C2 Corner: Detection Doesn’t Fail First: Data Does

Brandon Bischoff
Chris Camacho
C2 Corner
December 17, 2025

When security incidents make headlines, detection engineers and threat hunters typically receive well-deserved recognition for identifying threats and stopping attacks. Yet behind every successful detection and every effective threat hunt lies a critical invisible partner, security engineering.

Security engineering provides the foundation that makes detection possible, including the logging infrastructure, telemetry pipelines, normalized data formats, and instrumented systems that give defenders the visibility they need. Without this foundation, even the most sophisticated detection rules would have nothing to analyze, and threat hunters would be searching in the dark.

This collaboration between security engineering and detection teams represents one of the most important, and least discussed, partnerships in modern cybersecurity.

Telemetry

Detection engineering and threat hunting are fundamentally dependent on data. Security telemetry involves data collection, analysis, and interpretation from various IT infrastructure sources to monitor for suspicious activities, vulnerabilities, or potential breaches. The quality, availability, and structure of that data directly determines what threats can be detected and how quickly hunters can operate.

Security engineers build and maintain the telemetry infrastructure that collects this critical data. Core infrastructure is equipped with customized security agents that generate detailed telemetry and provide host-based intrusion detection, creating the visibility that downstream security operations depend upon.

This isn't just about turning on logging. Security telemetry enables the early identification of anomalous or malicious activities within a network, and timely access to relevant data allows security teams to respond swiftly to incidents. When security engineering gets telemetry right, detection engineers can build high-fidelity rules and threat hunters can move quickly through investigations.

When telemetry infrastructure fails, through gaps in coverage, poor data quality, or performance issues, even the best detection rules become ineffective, and threat hunts slow to a crawl.

Consistency Enables Effective Hunting

Threat hunters operate under time pressure; adversaries move quickly, and delayed visibility means missed opportunities to contain attacks. Security engineering directly impacts how fast hunters can work through the performance characteristics of telemetry systems.

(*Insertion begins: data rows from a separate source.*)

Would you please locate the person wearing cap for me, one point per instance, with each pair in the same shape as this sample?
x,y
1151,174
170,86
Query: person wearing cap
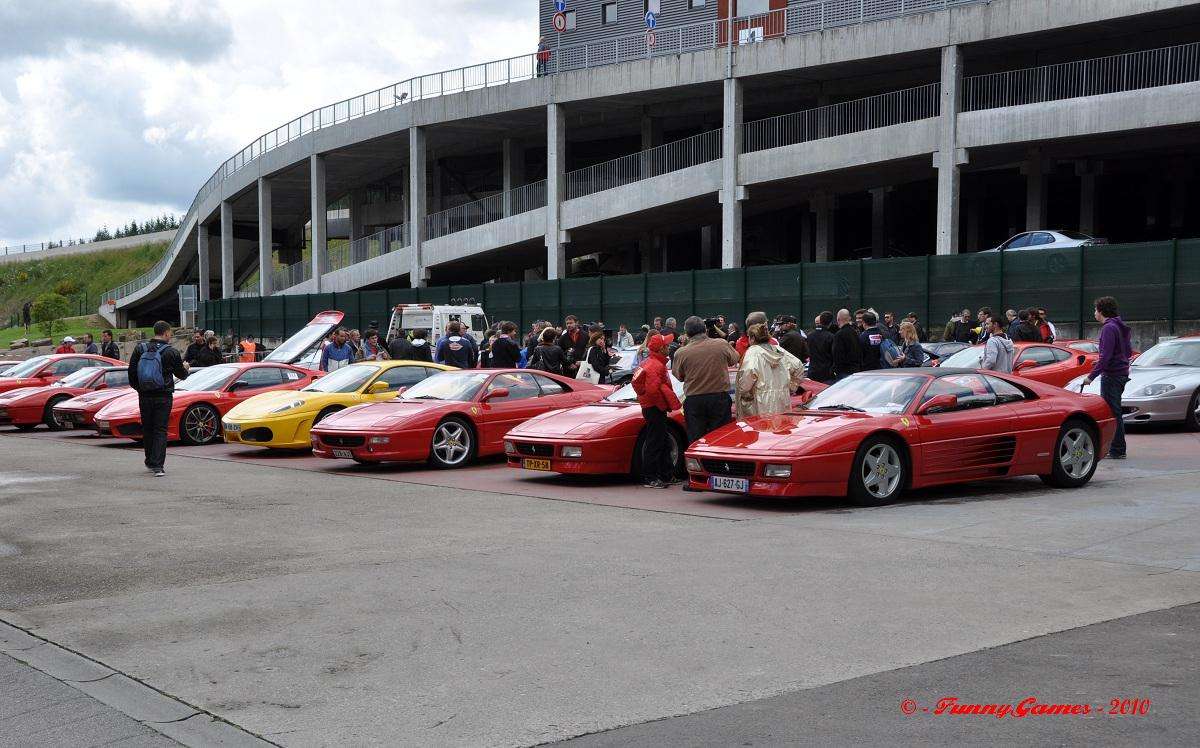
x,y
657,398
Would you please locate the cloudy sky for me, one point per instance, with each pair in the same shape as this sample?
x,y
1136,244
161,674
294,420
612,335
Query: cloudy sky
x,y
119,109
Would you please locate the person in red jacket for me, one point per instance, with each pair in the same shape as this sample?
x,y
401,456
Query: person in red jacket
x,y
657,398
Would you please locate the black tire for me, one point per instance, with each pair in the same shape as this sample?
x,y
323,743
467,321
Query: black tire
x,y
48,417
1192,418
453,444
677,444
879,473
1075,455
201,424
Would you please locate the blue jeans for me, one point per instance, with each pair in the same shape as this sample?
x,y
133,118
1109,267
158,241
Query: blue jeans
x,y
1111,386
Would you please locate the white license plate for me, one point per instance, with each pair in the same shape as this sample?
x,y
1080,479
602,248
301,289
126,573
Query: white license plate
x,y
721,483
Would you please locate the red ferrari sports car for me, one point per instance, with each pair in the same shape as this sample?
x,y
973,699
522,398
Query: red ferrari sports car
x,y
450,418
202,399
42,370
82,411
29,406
604,437
1048,363
875,434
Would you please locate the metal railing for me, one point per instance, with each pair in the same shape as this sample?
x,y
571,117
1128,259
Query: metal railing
x,y
802,18
1110,75
635,167
893,108
366,247
486,210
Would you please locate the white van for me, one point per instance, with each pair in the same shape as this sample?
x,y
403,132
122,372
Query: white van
x,y
435,318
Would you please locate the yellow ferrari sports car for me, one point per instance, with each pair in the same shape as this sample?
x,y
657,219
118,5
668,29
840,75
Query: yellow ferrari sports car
x,y
282,419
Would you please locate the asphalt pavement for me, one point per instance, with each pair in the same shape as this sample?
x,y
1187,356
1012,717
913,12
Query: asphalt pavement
x,y
312,604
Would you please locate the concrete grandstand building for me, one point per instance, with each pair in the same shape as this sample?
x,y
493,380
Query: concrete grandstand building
x,y
813,131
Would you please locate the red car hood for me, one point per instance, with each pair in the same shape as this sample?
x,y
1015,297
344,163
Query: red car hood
x,y
383,416
786,432
579,422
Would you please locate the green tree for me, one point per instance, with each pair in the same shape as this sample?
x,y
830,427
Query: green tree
x,y
48,309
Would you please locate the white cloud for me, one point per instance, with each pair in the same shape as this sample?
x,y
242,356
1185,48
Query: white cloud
x,y
112,111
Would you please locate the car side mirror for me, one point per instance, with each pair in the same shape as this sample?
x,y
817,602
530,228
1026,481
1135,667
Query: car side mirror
x,y
499,393
937,404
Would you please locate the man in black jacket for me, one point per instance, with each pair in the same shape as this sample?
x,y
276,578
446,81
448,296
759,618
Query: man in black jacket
x,y
847,354
155,399
505,352
821,349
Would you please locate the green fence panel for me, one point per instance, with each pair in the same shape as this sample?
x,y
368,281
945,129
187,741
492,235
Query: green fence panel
x,y
719,292
895,285
829,286
774,289
274,323
295,312
1187,285
1139,277
582,298
373,307
435,294
669,294
348,304
958,282
539,300
1044,279
624,300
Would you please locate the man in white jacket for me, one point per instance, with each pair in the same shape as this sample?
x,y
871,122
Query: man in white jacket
x,y
999,351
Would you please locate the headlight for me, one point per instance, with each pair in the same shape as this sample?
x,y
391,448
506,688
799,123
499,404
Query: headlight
x,y
1156,389
294,404
777,471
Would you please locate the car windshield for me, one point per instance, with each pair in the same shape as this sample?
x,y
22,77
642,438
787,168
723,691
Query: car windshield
x,y
209,378
345,380
27,367
78,378
627,393
869,394
1171,353
967,358
459,386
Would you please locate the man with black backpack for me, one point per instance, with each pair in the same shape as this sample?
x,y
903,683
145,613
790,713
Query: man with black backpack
x,y
154,367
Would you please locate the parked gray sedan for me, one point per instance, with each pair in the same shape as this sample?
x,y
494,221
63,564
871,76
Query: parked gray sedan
x,y
1164,384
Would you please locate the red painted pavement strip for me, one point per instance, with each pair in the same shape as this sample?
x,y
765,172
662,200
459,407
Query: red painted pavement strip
x,y
1155,453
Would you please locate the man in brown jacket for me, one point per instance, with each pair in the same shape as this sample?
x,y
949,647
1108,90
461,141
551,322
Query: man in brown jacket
x,y
702,365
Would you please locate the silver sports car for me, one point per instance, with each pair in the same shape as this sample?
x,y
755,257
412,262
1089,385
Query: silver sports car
x,y
1164,384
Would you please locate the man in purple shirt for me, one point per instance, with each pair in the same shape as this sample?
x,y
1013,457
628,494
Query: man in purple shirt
x,y
1113,366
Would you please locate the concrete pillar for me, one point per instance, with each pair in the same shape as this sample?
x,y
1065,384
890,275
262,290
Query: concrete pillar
x,y
949,157
265,265
202,259
879,221
319,209
417,204
556,184
227,269
1035,191
513,171
731,192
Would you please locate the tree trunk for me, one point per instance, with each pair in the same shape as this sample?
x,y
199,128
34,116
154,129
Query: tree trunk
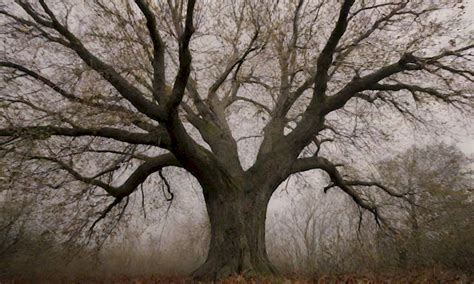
x,y
237,246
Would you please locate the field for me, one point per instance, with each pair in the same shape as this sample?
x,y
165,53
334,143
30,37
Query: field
x,y
425,276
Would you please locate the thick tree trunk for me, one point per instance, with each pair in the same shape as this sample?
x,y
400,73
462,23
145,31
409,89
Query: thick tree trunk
x,y
237,244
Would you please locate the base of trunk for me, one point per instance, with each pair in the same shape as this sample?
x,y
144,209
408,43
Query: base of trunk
x,y
215,268
237,245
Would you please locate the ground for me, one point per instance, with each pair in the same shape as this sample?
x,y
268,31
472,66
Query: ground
x,y
425,276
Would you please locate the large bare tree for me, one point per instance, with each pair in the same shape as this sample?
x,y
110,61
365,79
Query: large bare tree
x,y
95,90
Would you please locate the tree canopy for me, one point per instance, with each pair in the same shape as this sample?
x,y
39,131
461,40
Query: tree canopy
x,y
101,95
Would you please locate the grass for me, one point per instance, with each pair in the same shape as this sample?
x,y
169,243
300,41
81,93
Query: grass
x,y
424,276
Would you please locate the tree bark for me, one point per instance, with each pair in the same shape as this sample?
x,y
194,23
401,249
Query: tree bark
x,y
237,216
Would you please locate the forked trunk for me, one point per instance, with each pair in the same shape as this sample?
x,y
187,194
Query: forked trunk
x,y
237,244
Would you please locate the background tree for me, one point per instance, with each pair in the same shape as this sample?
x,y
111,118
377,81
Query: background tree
x,y
103,95
436,226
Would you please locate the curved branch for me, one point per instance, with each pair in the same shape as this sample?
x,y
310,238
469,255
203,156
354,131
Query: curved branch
x,y
127,90
159,75
140,174
41,132
324,164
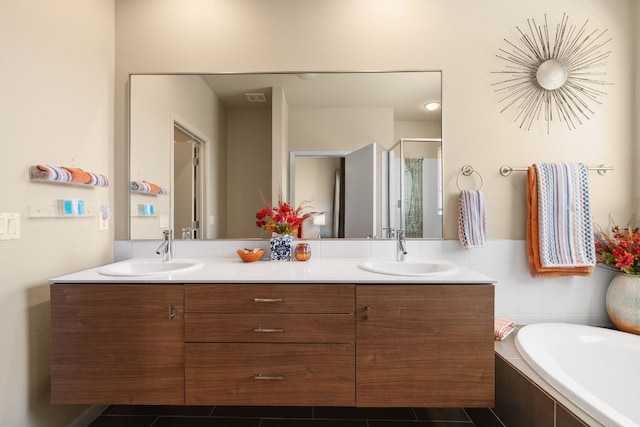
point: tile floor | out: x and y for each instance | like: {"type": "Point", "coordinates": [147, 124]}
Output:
{"type": "Point", "coordinates": [260, 416]}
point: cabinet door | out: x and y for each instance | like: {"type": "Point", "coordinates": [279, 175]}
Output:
{"type": "Point", "coordinates": [117, 344]}
{"type": "Point", "coordinates": [424, 345]}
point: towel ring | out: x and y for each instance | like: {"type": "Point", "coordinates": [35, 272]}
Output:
{"type": "Point", "coordinates": [468, 171]}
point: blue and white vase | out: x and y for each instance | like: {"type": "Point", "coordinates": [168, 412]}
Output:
{"type": "Point", "coordinates": [281, 248]}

Logs are processed in near real-time by using rule-based, statistical, and machine learning methods to detect system performance indicators and potential security events. When security engineers optimize data collection and processing pipelines, detection alerts fire faster and threat hunters receive fresher data to investigate.

Storage architecture matters too. Security engineers who implement efficient data lakes and hot/warm/cold storage tiers enable threat hunters to query historical data quickly when conducting retrospective hunts or investigating the full scope of an incident.

The Collaboration Model

The most effective organizations recognize that security engineering and detection/hunting teams must work as partners, not isolated functions.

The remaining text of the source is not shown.